Page 5 of Kingdom of Locks

Racquel’s eyes passed to her husband’s, barely able to comprehend the words through the numbness that had descended over her. For the briefest instant, she thought she saw genuine pain in Justus’s eyes, but the expression was gone so quickly, she placed no reliance on it.

“How?” he asked, in a voice more awful than anything she’d ever heard.

“How?” she whispered, something hysterical rising up within her. “HOW? You wouldn’t let me care for my own daughter, that’s how! I should have been with her! I should have been the one to—”

She buried her face in her hands, sobbing brokenly as the terrible truth crashed upon her. Wave after wave of grief engulfed her, and she made no attempt to keep her head above the surface. She’d lost not only her precious daughter, but her oldest, closest friend, whose own children would now be motherless.

Abandoning any attempt at dignity, she sank to the floor, not even trying to hold on to the will to continue as she felt it slip away from her, away to wherever Aurelia had gone.

Seventeen years later…

Chapter One

“Alittle higher…a little higher…that’s it! Perfect. Well done, Aurelia. Excellently done.”

Aurelia looked down at the older woman beaming up at her, a wry expression twisting her own features.

“I’m placing a curtain rail, Mama Gail. Not performing life-saving surgery.”

“A job well done is a job well done,” said her mother firmly. “And don’t make me regret letting you read that physician’s guide.”

Aurelia chuckled as she looped her dark braid—three times as thick as her arm—around a large metal hook suspended from the stone wall. Holding the tension with the ease of long experience, she lowered herself back to the stone floor.

“It was fascinating. And you never know when it might come in handy. If you slash your leg open by accident, I could stitch it up for you!”

Mama Gail shuddered. “I’m sure I’d be grateful for whatever help you could give me in that situation, but there’s no need to sound so gleeful about it.”

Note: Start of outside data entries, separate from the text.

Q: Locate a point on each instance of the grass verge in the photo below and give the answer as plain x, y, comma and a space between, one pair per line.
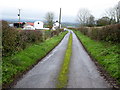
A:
63, 75
107, 54
20, 62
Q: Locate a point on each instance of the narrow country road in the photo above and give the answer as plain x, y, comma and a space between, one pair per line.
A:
82, 71
44, 74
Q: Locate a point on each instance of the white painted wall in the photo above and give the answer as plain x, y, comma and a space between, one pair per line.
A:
38, 25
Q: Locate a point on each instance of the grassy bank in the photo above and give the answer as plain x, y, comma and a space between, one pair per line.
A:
107, 54
63, 75
20, 62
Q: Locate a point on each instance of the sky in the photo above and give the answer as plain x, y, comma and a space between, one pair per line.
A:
37, 9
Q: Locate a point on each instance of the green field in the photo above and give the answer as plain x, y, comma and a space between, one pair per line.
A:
20, 62
107, 54
63, 75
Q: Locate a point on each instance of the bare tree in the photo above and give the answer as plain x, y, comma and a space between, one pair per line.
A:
91, 21
82, 16
114, 14
49, 18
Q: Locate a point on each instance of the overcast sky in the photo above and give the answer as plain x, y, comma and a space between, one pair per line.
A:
36, 9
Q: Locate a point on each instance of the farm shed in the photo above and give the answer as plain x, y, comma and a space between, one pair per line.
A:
38, 25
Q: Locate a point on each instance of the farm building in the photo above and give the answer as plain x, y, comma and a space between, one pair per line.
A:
55, 25
38, 25
29, 26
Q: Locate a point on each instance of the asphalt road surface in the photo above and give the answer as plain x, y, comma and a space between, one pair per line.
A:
44, 74
82, 71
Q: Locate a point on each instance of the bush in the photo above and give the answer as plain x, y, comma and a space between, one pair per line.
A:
17, 40
9, 37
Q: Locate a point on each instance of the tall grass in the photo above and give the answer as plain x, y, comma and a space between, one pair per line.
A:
107, 54
20, 62
63, 74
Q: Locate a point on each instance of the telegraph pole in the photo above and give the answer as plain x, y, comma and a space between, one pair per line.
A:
19, 17
60, 19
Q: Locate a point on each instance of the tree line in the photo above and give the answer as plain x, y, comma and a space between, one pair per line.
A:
111, 16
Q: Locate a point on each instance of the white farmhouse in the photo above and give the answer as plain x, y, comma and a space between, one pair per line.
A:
38, 25
55, 25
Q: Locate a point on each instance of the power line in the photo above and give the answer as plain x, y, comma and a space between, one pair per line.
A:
60, 19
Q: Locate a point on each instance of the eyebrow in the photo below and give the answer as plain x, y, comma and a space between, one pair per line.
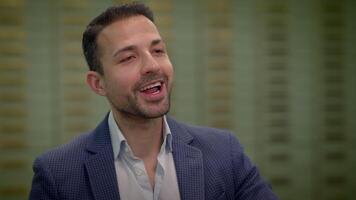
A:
132, 47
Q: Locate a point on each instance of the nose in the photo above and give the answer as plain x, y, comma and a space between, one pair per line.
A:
149, 64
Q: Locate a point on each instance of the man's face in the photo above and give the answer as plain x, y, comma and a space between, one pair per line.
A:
138, 74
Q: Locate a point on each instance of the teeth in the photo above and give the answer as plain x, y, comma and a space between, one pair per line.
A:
151, 86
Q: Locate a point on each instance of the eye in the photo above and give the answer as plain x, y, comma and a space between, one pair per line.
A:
126, 59
159, 51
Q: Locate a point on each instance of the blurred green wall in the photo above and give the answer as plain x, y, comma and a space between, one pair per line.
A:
278, 73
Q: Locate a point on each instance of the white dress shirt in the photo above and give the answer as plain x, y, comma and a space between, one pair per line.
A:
131, 174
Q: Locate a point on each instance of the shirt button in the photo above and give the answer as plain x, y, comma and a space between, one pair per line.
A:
138, 172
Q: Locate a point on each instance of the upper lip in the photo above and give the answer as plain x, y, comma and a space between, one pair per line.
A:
146, 86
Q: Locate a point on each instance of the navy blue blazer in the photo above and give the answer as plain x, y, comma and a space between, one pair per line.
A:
210, 164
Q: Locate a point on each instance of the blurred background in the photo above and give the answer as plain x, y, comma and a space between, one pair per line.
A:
280, 74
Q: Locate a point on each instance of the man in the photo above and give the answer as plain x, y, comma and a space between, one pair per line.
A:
137, 152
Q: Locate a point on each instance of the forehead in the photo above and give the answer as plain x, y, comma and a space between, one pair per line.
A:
128, 31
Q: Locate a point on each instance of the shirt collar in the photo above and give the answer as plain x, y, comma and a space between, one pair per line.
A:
118, 141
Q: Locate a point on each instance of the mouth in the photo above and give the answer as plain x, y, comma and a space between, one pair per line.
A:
152, 88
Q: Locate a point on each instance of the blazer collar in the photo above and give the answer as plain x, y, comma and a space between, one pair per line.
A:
100, 164
188, 161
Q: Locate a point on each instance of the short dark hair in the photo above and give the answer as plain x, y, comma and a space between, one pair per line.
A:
109, 16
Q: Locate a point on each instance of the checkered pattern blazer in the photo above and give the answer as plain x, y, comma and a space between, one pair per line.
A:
210, 164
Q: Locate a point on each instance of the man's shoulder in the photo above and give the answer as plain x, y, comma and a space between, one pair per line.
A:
71, 151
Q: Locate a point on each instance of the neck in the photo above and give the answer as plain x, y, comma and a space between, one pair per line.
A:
143, 135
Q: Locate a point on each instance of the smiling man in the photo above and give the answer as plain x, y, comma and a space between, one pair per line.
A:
137, 152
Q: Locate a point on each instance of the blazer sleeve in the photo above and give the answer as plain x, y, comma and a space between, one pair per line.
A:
43, 184
248, 182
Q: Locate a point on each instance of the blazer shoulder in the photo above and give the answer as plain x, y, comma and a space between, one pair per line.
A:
65, 152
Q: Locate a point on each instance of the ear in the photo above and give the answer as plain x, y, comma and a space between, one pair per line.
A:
96, 82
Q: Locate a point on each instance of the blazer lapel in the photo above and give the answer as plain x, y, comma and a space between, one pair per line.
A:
188, 162
100, 165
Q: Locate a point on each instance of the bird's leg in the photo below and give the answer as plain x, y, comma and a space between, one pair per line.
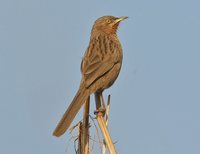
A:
102, 101
99, 100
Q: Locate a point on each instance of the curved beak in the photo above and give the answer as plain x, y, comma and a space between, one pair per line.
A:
120, 19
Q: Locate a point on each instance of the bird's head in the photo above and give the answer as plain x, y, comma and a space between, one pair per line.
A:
107, 24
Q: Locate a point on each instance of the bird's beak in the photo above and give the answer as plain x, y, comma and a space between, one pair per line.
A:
120, 19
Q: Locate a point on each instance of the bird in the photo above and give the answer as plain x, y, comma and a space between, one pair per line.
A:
100, 67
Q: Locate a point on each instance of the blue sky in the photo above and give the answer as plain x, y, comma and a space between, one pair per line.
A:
156, 100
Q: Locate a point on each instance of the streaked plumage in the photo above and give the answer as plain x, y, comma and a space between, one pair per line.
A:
100, 66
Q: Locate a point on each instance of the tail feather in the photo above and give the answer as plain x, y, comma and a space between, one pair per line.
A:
71, 112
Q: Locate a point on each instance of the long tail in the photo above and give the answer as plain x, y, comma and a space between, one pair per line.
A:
71, 112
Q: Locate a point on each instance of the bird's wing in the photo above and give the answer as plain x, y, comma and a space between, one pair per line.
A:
96, 62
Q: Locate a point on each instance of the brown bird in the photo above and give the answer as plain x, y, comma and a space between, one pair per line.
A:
100, 66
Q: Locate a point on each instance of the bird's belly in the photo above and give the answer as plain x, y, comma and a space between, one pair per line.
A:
107, 79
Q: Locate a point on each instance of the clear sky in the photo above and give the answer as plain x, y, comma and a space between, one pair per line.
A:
155, 103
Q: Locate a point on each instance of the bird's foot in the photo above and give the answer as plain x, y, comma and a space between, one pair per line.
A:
100, 111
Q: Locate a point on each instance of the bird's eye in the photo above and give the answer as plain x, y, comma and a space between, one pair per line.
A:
108, 21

Aurelia’s grin fell away as she stood beside her mother, looking up at the curtain rail. “I don’t know why we need a curtain, really. We only get one window onto the world. Covering it up is the last thing I want to do.”

Mama Gail put an arm around her shoulder and squeezed. “I know, sweetheart. But it would get cold at night without the insulation. Plus Master Mulehead would make a fuss if he saw we’d knocked down the curtain, and who has the energy to put up with that?”

Aurelia laughed, even as a small shiver went over her. She’d always admired Mama Gail’s daring—personally she was too much in awe of their captor to call him names, even behind his back. The mention of him sobered her, and she glanced out of the window. Sunset was approaching. Trying to emulate Mama Gail’s unbreakable spirit, she didn’t give voice to her dread.

“Ihave the energy,” she informed her companion instead. “Energy is the one thing I have an endless amount of. Well, one of two things,” she amended. “That and time.”

“Nonsense,” said Mama Gail briskly. “No one has an endless amount of time. Everyone has the same number of hours in a day, and we’re no exception.”

“And this particular day is drawing to a close,” Aurelia told her pointedly.

Mama Gail sighed. “You’re right. Well, the sooner he comes, the sooner he’ll leave. Come on.”

Following her lead, Aurelia set about tidying the two rooms that formed the only home she’d ever known. Most of the tower’s single story was taken up with a large open space, with a second room containing two beds for the building’s two inhabitants. It wasn’t messy—Mama Gail had always insisted on tidiness and routine. But they still undertook this process every day, hiding their treasures, and any signs of activities their captor might disapprove of. The aim was for nothing in particular to catch his eye during his nightly visits, so that he’d be less likely to linger.

Or, as Mama Gail liked to so succinctly put it, “The sooner we can bid good riddance to bad rubbish, the better.” Aurelia smiled to herself at the thought of her mother’s fierce expression as she stashed the pages she’d copied out of the physician’s guide under the lid of a bench seat.

Straightening up, she watched a little enviously as her mother twisted her copper hair—only just beginning to show streaks of silver—into a simple knot on top of her head. It looked so easy and comfortable. Aurelia ran a hand down her own thickly braided mass of hair.

“Is your head hurting again?” Mama Gail asked, noticing the gesture immediately. “Should I re-braid it?”

Aurelia shook her head. “No, it’s fine. Just, you know…annoyingly long.”

Her mother nodded sympathetically, then glanced out the window. “Do you think I have time to return this to the study?” she asked, lifting a heavy volume on botany. Not a fascinating subject, as it turned out.

Frowning as she followed the other woman’s gaze, Aurelia shook her head. The sun was nearing the horizon. “Too risky, I think.”

“You’re right,” Mama Gail agreed. “I’ll hide it under the chamber pot. He’ll never go near there.”

Aurelia choked on a laugh, but it died on her lips as a hatefully familiar voice rang out from outside the window.